Click to open STREAMLINE-Notebook.ipypnb as a Jupyter Notebook in a new page open in your web browser.
Open the Kernel menu and select Restart & Run All. This will run all code cells of the notebook, i.e. all phases of STREAMLINE.

At this point the notebook will do the following automatically:

Run the entirety of STREAMLINE on the demonstration datasets.
Save all output files (including PDF reports) as an ‘experiment folder’ named DemoOutput within the STREAMLINE directory.

See ‘Notebook Output’ for more on examining output within the notebook and ‘Output Files’

Running Your Own Datasets (Jupyter)

Begin by opening STREAMLINE-Notebook.ipypnb as a Jupyter Notebook (steps 1-3 above). Before running, update the run parameters within the ‘STREAMLINE RUN PARAMETERS’ section of the notebook as indicated below.

Note that, for brevity, some parameter names used in the notebook (used below) are slightly different from those used in the command line.

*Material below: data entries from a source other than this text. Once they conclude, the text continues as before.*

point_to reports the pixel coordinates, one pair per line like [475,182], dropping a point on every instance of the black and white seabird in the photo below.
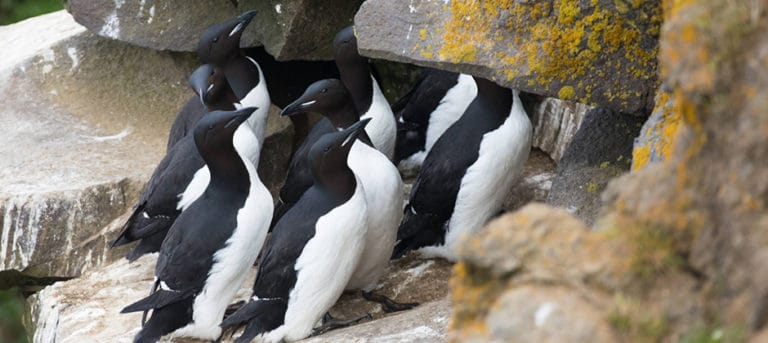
[211,246]
[379,178]
[437,101]
[213,94]
[313,249]
[158,204]
[467,174]
[355,72]
[220,47]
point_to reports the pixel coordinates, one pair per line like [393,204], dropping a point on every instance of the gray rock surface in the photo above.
[85,120]
[555,122]
[86,309]
[288,29]
[600,151]
[600,53]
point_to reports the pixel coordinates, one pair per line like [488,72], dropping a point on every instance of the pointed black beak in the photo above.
[351,133]
[241,23]
[299,105]
[240,116]
[198,81]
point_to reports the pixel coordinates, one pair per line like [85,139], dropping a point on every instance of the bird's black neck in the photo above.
[228,171]
[242,75]
[356,76]
[493,96]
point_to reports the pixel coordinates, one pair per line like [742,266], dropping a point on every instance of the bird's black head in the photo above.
[326,97]
[345,47]
[328,156]
[209,83]
[221,42]
[214,131]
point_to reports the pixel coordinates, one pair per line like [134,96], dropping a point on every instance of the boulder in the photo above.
[87,308]
[600,151]
[540,274]
[290,30]
[86,121]
[703,210]
[599,53]
[555,123]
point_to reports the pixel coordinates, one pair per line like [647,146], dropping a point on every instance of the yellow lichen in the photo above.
[566,93]
[560,41]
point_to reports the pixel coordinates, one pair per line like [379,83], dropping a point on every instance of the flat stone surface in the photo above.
[289,30]
[85,121]
[86,309]
[600,53]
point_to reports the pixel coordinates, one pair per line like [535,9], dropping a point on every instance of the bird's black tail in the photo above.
[418,230]
[165,320]
[280,209]
[259,316]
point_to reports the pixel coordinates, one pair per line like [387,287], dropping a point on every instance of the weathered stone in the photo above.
[535,182]
[546,314]
[87,308]
[426,323]
[524,277]
[655,142]
[600,53]
[288,29]
[600,151]
[555,122]
[86,120]
[703,210]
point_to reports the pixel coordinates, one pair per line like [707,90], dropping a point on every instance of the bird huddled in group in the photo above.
[341,214]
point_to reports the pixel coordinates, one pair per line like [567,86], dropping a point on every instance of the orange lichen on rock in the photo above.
[561,41]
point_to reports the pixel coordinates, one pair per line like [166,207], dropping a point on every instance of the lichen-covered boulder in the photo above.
[539,274]
[599,53]
[88,308]
[600,151]
[555,123]
[289,30]
[702,210]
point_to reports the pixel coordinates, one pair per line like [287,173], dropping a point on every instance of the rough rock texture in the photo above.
[555,122]
[86,120]
[600,151]
[655,142]
[706,212]
[87,308]
[535,182]
[539,274]
[600,53]
[288,29]
[80,116]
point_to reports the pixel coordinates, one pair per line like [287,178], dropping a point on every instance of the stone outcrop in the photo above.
[706,212]
[87,308]
[289,30]
[600,53]
[600,151]
[541,275]
[85,121]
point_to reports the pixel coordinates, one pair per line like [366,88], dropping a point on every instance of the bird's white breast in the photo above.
[450,109]
[384,196]
[324,267]
[383,128]
[487,182]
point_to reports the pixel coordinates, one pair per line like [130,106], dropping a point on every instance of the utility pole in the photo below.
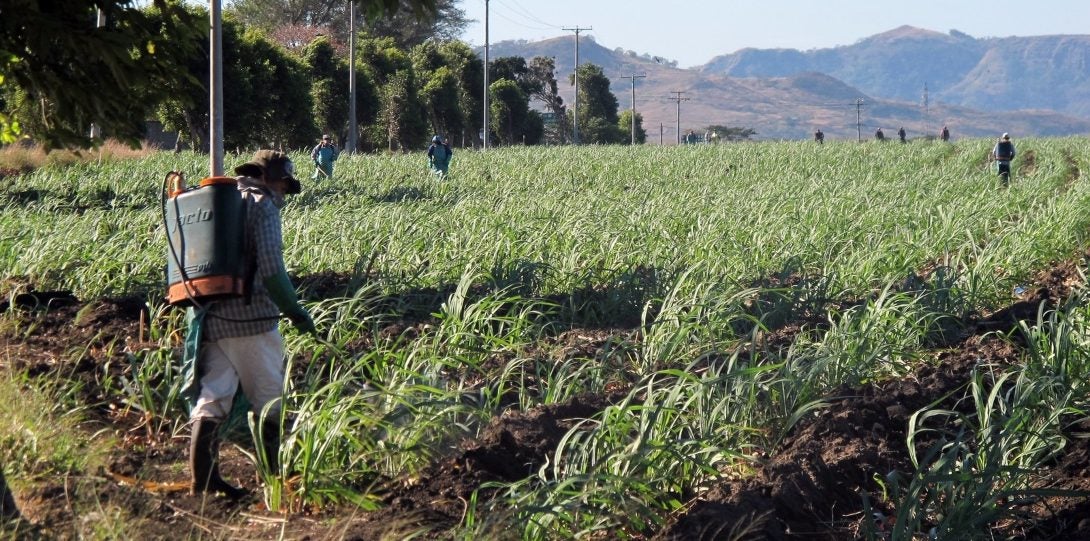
[100,21]
[351,77]
[574,111]
[678,98]
[927,109]
[216,87]
[485,128]
[633,77]
[859,125]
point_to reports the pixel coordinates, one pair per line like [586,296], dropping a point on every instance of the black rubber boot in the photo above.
[8,509]
[204,461]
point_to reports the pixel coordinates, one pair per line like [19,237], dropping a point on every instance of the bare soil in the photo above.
[810,488]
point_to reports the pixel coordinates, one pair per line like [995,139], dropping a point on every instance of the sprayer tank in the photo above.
[205,238]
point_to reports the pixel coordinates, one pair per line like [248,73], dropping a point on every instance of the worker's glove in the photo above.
[283,295]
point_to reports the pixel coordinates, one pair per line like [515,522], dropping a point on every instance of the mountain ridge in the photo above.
[976,85]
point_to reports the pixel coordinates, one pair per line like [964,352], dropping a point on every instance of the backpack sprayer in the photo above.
[205,239]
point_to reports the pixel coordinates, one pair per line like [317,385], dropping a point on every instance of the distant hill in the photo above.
[786,93]
[1042,72]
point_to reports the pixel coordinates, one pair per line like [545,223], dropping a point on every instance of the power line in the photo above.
[531,16]
[517,23]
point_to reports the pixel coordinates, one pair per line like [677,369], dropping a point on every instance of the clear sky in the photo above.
[692,32]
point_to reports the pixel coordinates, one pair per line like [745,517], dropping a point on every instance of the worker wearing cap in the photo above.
[324,155]
[239,344]
[438,156]
[1003,153]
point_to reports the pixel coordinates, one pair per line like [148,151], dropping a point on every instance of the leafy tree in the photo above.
[402,120]
[516,69]
[731,133]
[625,124]
[441,91]
[468,68]
[440,95]
[75,74]
[597,107]
[266,98]
[278,112]
[543,70]
[512,122]
[328,86]
[407,22]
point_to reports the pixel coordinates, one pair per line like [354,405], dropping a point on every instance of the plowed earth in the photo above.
[810,488]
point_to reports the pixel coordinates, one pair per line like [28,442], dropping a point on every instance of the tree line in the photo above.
[286,81]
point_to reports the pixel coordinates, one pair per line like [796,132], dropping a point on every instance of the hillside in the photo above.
[771,92]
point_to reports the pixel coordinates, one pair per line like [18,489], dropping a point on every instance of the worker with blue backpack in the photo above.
[1003,153]
[438,156]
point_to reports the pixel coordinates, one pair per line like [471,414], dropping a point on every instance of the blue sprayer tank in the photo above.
[205,237]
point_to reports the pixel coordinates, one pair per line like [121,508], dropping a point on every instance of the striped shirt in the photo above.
[234,317]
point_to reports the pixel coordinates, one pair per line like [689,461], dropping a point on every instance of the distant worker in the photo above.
[438,156]
[1003,153]
[324,155]
[237,341]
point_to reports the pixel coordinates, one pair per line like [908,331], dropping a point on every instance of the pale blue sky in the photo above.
[693,32]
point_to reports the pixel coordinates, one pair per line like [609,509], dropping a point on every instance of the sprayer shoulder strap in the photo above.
[250,264]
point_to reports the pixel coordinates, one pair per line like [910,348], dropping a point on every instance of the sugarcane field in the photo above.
[754,340]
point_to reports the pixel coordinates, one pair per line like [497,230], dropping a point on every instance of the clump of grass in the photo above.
[39,432]
[26,157]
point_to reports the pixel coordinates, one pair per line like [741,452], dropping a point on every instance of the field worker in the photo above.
[237,340]
[438,156]
[1003,153]
[324,155]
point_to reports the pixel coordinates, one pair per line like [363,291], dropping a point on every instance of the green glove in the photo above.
[283,295]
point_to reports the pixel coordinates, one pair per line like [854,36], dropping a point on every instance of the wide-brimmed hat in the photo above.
[271,165]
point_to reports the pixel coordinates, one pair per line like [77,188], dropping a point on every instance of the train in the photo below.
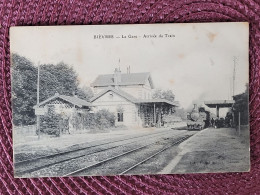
[198,118]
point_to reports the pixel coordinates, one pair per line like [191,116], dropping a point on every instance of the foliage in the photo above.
[24,90]
[160,94]
[51,123]
[241,105]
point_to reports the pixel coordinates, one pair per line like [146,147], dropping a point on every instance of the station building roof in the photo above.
[219,103]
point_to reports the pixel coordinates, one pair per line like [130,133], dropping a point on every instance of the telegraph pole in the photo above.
[38,100]
[234,74]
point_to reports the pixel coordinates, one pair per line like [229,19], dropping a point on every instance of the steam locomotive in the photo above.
[198,118]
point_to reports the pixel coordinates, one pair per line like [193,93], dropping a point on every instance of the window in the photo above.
[120,117]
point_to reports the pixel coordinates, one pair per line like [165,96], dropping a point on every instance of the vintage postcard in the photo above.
[130,99]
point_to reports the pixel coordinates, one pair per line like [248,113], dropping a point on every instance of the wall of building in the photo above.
[115,103]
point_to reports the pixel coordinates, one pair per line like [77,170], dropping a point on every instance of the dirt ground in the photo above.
[213,150]
[47,145]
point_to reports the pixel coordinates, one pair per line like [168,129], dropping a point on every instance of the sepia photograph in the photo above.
[98,100]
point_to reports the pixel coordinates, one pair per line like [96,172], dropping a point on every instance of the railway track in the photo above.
[31,165]
[128,169]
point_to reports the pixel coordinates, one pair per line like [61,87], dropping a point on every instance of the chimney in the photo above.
[117,77]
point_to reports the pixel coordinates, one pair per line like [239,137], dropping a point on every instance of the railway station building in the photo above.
[129,97]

Details on STREAMLINE run parameters are given here.

In the first code cell, set ([`demo_run’](parameters.md#demo-run) = `False`)
- This tells the notebook that you don’t want to run the demo datasets, and you want to be ‘prompted’ to enter/select essential run parameters rather than edit the respective code cells
Update essential run parameters (within respective code cells) to the user/dataset’s specifications
- experiment_name - a unique name for the ouput folder for the current STREAMLINE ‘experiment’
- data_path - path to the folder containing one or more ‘target datasets’ to be analyzed
  - These datasets must adhere to the formatting detailed in ‘Input Data Requirements’
- output_path - path to the folder (that will be automatically created if it doesn’t yet exist) in which the ‘experiment folder’ including all STREAMLINE output will be saved
  - Note: You can leave output_path as ./UserOutput if you’ve named this folder UserOutput
- class_label - the header name for the outcome column in the dataset(s), e.g. ‘Class’
- instance_label - the header name for the unique instance IDs in the dataset(s) or specify None if not relevant
- match_label - the header name for the match/group column in the dataset(s) or specify None if not relevant
- ignore_features - list of text-valued feature names in target datasets that you want STREAMLINE to drop from the analysis, or specify None if not relevant
- categorical_feature_headers - list of text-valued feature names in the dataset(s) headers that should be treated as categorical or specify None if quantitiative_feature_headers were specified and you want all other features to be treated as categorical, or you want feature types to be automatically decided using categorical_cutoff
- quantitiative_feature_headers - list of text-valued feature names in the dataset(s) headers that should be treated as quantitative or specify None if categorical_feature_headers were specified and you want all other features to be treated as quantitative, or you want feature types to be automatically decided using categorical_cutoff
- applyToReplication - indicate True or False as to whether ‘replication data’ is available for the replication phase
- rep_data_path - path to folder containing one or more ‘replication datasets’ to be analyzed
  - All datasets in this folder should be replicates for a single ‘target dataset’, and similarly adhere to formatting requirments
- dataset_for_rep - path to the file (with extension) of the original ‘target dataset’ to indicate which models the replication data will be applied to
[Optional] Update non-essential run parameters (within respective code cells) to the users specifications
- *Most commonly, this would include n_splits, categorical_cutoff, and algorithms
Open the Kernel menu and select Restart & Run All. This will run all code cells of the notebook, i.e. all phases of STREAMLINE.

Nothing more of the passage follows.